Lessons from that process in turn helped to inform the planning that has gone into the current response: how quickly to react to an outbreak; the centralization of production, procurement and distribution of critical medical equipment; the conversion of hospitals from patient-centric to community-centric healthcare. While practice may not make perfect, it certainly beats not practicing.

But these attributes only pay off for pandemic risk if they can be “stretched” onto a long shadow of the future. Pandemics are an iconic example of risks with a particularly challenging temporal profile — an event that is logically possible and foreseeable, that has massive negative externalities but no definable time horizon of probabilities. It will happen at some point in time, but that time could be tomorrow, it could be in 10 years or it could be in 100 years, far beyond the lifespan of any decision-maker alive today.

Other risks like artificial generalized intelligence or rapid discontinuous climate change have a similar temporal profile.

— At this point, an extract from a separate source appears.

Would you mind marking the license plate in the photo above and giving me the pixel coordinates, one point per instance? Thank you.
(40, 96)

This kind of time horizon is particularly challenging because normally the cost-benefit models that guide most public policies don’t apply. We’d make very different investments if we knew that a pandemic was more than 50% likely in any given year than if we knew the probability was 1% annually for the next 50 years. But we actually don’t know which of those worlds we’re living in.

How do societies and governments extend the shadow of the future so that we will invest in the (sometimes spare) operational capacity that can make it possible to respond effectively to extraordinary crises? Even as the pressures of efficiency and cost-reduction argue for taking every last bit of excess capacity and redundancy out of the system, those investments must be kept in place over time, waiting for trigger signs that a problem is imminent. Because once the early warning indicators are blinking red — or even yellow — it will be too late to assemble the necessary capacity. In this sense, as Taiwan shows, achieving and maintaining operational competence, particularly in the face of problems of collective risk, is inseparable from the commitment to long-term planning.

Americans often decry the fact that the Chinese are playing a “long game” (in foreign policy, for example), but the U.S. has shown the ability to do that as well, most effectively in the immediate post-World War II period. That is what a long shadow of the future entails. It’s neither a democratic nor an authoritarian advantage. It’s not a small-state against large-state advantage. It’s not even necessarily an advantage of capitalism.

What will matter going forward, as ever, is the capacity of political leadership to frame a long-term narrative and stick to it over time. Institutions and incentives can be bent to that narrative. So, of course, can the decision-making psychology of citizens. Shifting how we think about social risk and about the importance of operational competence, and maintaining those new syntheses for a long time, should be the project of this generation.